Well, brain of course refers to the body, because I cannot conceive that Manas acts through my toe; but the manasic principle permeates the body by means of the brain. Just as the brain is the guiding mental organ of the physical body, so is the manasic part of the constitution the guiding thought-principle of that constitution. The brain is a part of the body. I think your question had some reference to time. You emphasized the word 'time.'

Questioner -- The brain in the infant is there before man becomes dual --

Now I think I see your point. All things are dual. Even electricity is dual in its action. The scientists speak of the positive pole and the negative pole. There is a positive side of consciousness and the opposite side of consciousness. Electricity is merely repeating in electrical spheres of action what happens everywhere.

Thought is bi-polar; therefore the manasic action is bi-polar, but it becomes bi-polar only when it reaches this plane of bi-polar action; and this took place in what we call the Third Root-Race of the present Fourth Round of this Globe D. Do you understand? If you do not understand and are not fully convinced by the answer, try again.

Questioner -- When does the Manas become dual in entering into the brain?

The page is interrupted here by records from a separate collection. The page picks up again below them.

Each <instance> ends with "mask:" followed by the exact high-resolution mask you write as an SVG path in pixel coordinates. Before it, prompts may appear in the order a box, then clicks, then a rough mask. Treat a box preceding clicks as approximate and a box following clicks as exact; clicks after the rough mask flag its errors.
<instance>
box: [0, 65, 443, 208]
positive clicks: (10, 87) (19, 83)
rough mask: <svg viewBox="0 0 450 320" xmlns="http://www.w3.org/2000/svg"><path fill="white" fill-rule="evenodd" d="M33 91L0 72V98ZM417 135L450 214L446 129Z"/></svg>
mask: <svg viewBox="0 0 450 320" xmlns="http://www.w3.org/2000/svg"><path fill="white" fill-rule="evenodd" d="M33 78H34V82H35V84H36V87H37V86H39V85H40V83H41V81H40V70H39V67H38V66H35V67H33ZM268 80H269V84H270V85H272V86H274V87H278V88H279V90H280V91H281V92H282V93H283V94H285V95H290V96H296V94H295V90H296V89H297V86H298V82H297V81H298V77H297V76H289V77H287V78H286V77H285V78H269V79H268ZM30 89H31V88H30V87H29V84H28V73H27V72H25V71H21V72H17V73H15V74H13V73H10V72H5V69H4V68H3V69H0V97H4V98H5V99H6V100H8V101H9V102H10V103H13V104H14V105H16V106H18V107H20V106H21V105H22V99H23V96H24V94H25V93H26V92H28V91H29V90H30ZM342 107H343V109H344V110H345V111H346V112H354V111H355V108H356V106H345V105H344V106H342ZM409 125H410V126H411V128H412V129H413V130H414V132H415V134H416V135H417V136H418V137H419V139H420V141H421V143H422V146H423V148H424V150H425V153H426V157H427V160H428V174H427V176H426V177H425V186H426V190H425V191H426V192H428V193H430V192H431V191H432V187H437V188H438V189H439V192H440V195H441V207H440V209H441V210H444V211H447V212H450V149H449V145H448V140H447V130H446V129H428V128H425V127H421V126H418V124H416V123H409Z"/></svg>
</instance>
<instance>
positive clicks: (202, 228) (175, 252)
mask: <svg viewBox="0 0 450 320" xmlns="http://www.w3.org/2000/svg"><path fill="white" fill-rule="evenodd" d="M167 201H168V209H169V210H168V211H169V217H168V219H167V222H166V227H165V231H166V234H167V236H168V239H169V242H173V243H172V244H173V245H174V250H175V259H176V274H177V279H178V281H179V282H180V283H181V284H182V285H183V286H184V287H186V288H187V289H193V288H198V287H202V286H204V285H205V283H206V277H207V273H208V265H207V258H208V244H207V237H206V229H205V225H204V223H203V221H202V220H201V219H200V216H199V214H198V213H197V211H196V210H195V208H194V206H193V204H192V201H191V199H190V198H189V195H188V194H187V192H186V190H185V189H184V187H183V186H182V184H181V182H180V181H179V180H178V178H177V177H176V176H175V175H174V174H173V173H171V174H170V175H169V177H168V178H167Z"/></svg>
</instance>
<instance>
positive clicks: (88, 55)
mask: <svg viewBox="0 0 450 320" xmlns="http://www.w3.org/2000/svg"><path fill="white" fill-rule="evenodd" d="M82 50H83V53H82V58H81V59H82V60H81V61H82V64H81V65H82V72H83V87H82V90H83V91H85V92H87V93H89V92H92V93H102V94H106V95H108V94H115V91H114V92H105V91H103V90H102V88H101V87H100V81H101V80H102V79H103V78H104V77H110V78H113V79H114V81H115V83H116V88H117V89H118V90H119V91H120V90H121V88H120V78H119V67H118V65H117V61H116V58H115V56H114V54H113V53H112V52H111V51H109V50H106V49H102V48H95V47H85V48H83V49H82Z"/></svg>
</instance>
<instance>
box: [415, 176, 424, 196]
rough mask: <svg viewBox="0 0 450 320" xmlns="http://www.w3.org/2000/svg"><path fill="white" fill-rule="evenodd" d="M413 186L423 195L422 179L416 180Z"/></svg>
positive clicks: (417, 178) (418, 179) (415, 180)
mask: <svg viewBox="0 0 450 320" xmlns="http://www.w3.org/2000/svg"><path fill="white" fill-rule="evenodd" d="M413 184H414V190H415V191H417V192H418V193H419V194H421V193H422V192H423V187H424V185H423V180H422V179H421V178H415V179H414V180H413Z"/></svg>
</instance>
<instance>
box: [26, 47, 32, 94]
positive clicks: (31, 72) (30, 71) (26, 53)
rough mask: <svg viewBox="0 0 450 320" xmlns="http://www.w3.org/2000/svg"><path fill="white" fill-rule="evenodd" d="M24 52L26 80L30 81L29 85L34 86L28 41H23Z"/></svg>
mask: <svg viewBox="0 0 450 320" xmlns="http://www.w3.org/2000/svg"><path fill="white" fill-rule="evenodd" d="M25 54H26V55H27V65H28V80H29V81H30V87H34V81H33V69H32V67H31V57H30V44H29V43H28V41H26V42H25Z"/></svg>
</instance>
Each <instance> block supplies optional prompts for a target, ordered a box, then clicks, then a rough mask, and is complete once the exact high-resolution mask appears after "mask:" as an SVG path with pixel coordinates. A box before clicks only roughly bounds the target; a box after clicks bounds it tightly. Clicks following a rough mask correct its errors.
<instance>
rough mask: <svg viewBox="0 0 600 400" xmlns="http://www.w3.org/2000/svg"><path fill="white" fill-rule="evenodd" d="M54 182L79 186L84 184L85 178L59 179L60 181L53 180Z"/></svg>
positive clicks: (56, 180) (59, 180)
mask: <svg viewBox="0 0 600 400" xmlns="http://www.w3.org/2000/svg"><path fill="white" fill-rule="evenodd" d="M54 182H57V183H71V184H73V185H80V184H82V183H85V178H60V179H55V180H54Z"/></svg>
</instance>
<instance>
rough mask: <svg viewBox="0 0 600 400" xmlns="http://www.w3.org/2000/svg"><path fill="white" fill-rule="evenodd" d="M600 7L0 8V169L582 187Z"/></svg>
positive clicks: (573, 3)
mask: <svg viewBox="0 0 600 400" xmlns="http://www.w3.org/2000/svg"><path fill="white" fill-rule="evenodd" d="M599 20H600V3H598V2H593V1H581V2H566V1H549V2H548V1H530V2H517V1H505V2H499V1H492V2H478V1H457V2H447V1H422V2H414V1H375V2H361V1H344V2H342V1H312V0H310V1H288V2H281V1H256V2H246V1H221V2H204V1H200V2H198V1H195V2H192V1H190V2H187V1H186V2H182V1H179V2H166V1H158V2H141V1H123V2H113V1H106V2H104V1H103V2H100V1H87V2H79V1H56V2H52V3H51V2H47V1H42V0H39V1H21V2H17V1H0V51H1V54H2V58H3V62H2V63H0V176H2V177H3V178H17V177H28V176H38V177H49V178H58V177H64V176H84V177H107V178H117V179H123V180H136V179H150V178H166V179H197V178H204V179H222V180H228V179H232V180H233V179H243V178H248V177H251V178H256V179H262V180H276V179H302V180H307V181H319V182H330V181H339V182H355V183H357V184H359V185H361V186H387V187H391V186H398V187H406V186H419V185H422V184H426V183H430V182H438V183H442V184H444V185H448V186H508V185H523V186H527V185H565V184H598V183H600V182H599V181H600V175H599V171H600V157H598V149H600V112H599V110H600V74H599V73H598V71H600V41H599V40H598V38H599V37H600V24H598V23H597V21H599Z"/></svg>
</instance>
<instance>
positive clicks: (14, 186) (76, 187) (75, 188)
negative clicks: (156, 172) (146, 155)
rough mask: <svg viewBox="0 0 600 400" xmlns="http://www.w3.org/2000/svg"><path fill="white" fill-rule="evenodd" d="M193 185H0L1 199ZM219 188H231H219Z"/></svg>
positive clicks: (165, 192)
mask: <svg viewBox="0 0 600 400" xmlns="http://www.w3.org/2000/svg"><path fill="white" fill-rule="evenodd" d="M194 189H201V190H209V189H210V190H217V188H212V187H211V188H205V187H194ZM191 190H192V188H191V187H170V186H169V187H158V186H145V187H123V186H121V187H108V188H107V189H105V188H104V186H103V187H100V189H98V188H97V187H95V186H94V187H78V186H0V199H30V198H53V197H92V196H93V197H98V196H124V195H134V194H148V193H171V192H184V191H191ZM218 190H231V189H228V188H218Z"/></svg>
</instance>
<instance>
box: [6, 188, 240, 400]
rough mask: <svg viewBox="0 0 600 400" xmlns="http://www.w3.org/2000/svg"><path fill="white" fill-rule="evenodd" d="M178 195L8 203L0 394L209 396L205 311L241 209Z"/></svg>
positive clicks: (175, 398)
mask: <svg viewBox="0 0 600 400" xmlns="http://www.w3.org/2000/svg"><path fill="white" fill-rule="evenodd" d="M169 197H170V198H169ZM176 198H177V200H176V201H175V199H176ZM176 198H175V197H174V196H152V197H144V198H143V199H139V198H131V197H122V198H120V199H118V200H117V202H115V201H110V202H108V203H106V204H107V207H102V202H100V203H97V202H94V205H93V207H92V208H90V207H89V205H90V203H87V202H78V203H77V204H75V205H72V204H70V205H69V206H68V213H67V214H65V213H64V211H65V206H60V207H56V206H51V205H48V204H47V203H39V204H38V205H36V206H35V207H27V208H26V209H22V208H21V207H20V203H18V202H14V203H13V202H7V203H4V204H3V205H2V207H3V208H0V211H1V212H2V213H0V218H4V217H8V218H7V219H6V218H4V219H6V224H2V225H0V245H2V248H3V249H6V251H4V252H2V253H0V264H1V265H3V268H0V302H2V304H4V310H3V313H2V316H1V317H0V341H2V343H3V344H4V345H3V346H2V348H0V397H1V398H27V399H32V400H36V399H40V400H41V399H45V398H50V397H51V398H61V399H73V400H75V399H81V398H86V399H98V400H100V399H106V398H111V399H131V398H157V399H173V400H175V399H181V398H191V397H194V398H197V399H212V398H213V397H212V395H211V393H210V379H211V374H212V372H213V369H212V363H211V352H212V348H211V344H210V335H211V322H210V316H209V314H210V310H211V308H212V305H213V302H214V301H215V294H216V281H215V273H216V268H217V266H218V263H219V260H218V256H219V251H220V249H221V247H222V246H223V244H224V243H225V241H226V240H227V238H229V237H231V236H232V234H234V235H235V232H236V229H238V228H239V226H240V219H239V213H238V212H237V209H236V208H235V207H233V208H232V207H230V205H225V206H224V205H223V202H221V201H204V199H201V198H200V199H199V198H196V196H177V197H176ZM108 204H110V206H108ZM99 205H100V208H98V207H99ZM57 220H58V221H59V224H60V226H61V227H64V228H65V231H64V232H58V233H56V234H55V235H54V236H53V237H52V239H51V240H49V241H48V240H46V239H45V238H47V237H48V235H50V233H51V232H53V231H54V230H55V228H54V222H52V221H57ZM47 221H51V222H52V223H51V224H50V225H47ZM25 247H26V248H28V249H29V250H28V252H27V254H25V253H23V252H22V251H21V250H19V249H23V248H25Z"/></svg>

Just as soon as it begins to manifest as thought. We all know that a little child does not think as a grown man. No little child can write one of the wonderful plays of Shakespeare. That comes with time. But just as soon as the mental faculty begins to function through the child's brain it becomes dual, because duality belongs to this plane. There is the higher and the lower. Just as soon as the child begins to think, it begins to perceive right and wrong, high and low, the secret or hid and the open or obvious. The Manas functions dually just as soon as the child begins to think, and this is because in our time-periods in this Fourth Round in this Globe D Manas functions in a dual action, in a dual way.

Questioner -- Then at what point does it cease to be dual after it is disattached from the body?

Ah, that is a different question. We cease to be dual in action, in thought, we cease to be torn by the passions of our weak and vacillating human character, when we have risen above division and duality and reached the divine flame within. That will come fully at the end of the Fifth Round and in perfection at the end of the Seventh Round on this Earth, which of course as you know belongs to one of the Planetary Chains. Is the answer responsive or is it too abstruse?

Questioner -- Does the brain after a while become an impediment to one instead of a help?

Not only after a time, but even at the present time. Do you know, there is a way of living in thought rather than in thoughts. It is thoughts with which the brain deals. But there is an organ of the brain which we cannot call the brain even though it is a part of it, but it is a center through which pours thought rather than the mere thoughts which harass and distract us all. Now when we can rise out of the region of these limiting little personal distracting and harassing thoughts into the regions of pure thought, live in the manasic principle voluntarily, that is with a will, then we shall have risen above mere thoughts, and the brain becomes non-operative then, and yet we think.

Just pause a moment. We must all of us have experienced times when, under the governance of some great idea or ideal, or under the holy guidance of an impersonal love, we realize we live in a region or in a sphere which is entirely outside the brain; and as soon as we descend into the brain-atmosphere again, or allow the brain to control our feelings or emotions, it is like a fall. This illustrates the dual action of the manasic faculty, the lower and the higher Manas.